The Interactive Recommender uses machine learning, which Valve notes “all the cool kids are doing,” for what sounds like a collaborative filtering system. Instead of focusing on tags or metadata, it “looks at what games you play and what games other people play, then makes informed suggestions based on the decisions of other people playing games on Steam. The idea is that if players with broadly similar play habits to you also tend to play another game you haven’t tried yet, then that game is likely to be a good recommendation for you.”
Once that’s done, users can narrow down the recommendations with tags and sliders. So you can browse only for categories like “Massively Multiplayer” or “Indie.” You can include only newer releases (the slider moves from 10 years to six months) or you can weigh the results from “popular” to “niche.” The last feature works similarly to Last.fm’s music recommendation system — to which, overall, the Interactive Recommender seems similar.
Valve describes this section as “a very effective way to find hidden gems.” My niche results weren’t incredibly obscure; Steam recommended Void Bastards and Layers of Fear 2, for example, among many other titles that have gotten mainstream games press coverage. But at the very least, most of them were games I hadn’t paid much attention to and probably wouldn’t have thought to hunt down. And they were actually things that looked interesting to me — unlike most of the games in my normal Steam discovery queue.
The biggest drawback is that at least so far, you seemingly can’t remove items from the recommendation list, even if you’ve already added them to your wishlist or opted to “ignore” them on the store page. So unless you buy a lot of the games — and specifically buy them on Steam, so they’ll be in your library — you might get diminishing returns over time. This limitation also makes the “Popular” results much less useful, since mine included several games I already own on other stores and platforms.
Valve notes that the Interactive Recommender doesn’t help you find new games either, since nobody is playing them yet — although it supposedly picks up releases “with just a few days of data.” That’s part of why Valve isn’t changing the existing recommendation options, which are based on different models and data. You’ll still see the same new, trending, and popular games on the main page, and you can still browse recommended tags, plus all the other curated selections and lists that Valve offers.
The Recommender is part of a new initiative called Steam Labs, where Valve will let users check out experimental features. (Don’t confuse it with The Lab, a Valve-made series of virtual reality experiments, or Aperture Hand Lab, a demo for the Valve Index VR headset.) Steam Labs features two other projects right now: Micro Trailers, which is a large directory of six-second game trailers, and The Automated Show, which is a half-hour video compilation of new Steam game trailers. Valve also references an intriguing project codenamed “Organize Your Steam Library Using Morse Code,” although it sadly doesn’t make an appearance.

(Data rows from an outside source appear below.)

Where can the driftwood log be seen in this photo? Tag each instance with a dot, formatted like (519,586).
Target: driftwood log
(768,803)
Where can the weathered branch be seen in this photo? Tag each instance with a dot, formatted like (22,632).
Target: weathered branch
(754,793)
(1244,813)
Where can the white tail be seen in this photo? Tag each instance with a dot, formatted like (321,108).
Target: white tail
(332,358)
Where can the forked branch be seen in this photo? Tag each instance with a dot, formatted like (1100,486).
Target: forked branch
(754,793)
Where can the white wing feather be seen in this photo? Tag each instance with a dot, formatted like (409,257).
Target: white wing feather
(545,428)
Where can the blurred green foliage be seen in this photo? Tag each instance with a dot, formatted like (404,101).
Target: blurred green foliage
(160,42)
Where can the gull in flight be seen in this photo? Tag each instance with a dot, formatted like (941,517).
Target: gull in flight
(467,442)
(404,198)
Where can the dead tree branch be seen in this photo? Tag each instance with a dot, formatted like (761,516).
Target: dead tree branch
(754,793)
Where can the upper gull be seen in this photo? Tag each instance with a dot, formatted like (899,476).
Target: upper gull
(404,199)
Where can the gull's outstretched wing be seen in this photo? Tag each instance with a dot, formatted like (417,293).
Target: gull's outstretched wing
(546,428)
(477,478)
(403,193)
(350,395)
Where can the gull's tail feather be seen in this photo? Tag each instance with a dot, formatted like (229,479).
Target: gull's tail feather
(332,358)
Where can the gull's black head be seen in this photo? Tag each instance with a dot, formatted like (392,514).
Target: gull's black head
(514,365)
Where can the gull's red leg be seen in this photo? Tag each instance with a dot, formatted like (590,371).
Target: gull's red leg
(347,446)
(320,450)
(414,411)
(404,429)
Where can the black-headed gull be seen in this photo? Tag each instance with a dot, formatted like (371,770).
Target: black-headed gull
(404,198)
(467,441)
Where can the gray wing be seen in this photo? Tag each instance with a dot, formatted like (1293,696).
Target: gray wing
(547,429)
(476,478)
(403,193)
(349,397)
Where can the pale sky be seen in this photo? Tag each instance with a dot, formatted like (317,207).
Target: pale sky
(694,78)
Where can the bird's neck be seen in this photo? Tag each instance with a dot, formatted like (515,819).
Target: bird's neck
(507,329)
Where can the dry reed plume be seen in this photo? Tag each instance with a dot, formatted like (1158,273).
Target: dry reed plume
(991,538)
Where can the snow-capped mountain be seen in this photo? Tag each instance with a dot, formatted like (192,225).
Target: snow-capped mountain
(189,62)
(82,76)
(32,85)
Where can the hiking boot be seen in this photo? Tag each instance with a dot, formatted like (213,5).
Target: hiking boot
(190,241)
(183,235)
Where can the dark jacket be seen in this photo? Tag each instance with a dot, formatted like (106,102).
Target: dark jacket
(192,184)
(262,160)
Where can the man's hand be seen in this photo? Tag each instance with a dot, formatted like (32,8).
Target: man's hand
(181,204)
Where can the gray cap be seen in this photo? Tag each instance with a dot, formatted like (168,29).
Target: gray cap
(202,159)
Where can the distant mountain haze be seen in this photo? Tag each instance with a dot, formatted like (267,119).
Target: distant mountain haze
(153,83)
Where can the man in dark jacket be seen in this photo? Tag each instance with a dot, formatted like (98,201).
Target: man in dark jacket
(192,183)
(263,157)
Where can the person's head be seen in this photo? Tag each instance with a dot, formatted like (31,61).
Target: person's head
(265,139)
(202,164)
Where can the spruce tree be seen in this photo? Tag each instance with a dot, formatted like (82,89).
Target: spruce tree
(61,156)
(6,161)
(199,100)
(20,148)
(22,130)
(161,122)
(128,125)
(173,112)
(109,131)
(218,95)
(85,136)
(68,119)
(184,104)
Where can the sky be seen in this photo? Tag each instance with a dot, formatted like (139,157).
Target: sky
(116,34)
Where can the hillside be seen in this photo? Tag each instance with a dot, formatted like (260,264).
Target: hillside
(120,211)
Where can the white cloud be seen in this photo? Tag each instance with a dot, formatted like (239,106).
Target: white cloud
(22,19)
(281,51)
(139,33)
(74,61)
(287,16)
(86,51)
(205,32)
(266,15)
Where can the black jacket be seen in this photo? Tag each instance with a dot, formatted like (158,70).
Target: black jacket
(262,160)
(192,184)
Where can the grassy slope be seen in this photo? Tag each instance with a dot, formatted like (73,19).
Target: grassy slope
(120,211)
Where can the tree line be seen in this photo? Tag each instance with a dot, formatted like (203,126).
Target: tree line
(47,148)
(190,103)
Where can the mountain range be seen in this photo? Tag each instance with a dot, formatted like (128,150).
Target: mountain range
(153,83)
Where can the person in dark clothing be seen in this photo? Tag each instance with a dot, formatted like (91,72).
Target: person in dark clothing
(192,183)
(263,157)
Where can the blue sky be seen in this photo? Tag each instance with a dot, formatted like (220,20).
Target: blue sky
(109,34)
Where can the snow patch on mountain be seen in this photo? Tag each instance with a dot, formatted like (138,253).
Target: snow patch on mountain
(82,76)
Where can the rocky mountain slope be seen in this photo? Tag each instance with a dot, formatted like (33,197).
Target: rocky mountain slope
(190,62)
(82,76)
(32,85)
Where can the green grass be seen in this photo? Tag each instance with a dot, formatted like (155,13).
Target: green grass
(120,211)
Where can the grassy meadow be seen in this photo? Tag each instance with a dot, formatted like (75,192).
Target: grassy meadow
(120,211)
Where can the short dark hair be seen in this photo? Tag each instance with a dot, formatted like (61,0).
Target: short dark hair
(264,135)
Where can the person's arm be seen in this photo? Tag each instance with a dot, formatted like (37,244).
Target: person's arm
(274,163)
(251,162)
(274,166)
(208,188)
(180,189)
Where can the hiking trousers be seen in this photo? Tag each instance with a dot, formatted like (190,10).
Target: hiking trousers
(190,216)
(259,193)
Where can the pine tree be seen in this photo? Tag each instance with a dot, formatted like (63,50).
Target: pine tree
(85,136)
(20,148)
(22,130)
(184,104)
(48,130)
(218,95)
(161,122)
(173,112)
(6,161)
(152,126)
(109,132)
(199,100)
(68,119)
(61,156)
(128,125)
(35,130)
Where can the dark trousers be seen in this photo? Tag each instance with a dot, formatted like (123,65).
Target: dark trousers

While Valve is pitching these features to its users, the Interactive Recommender seems like a nod to smaller developers who are frustrated by its storefront. Valve’s recent Steam summer sale was reportedly a letdown for many indie creators — partly because of some confusing contest rules that led users to cull games from their Steam wishlists, and partly because developers felt Steam was promoting large mainstream games at the expense of more niche titles. Valve also promises the Recommender won’t force developers to game the system with specific tags, pricing, or advertising styles, although without knowing more about how it works, it’s hard to rule out users discovering quirks in the engine.
Valve tends to push mechanical, data-based solutions to Steam store problems, sometimes in situations where it seems inappropriate. (See, for example, its review-bombing charts.) But here, “more data” is exactly what people need to get beyond Steam’s front page — and remember that there’s still a ridiculous amount of cool stuff on the platform.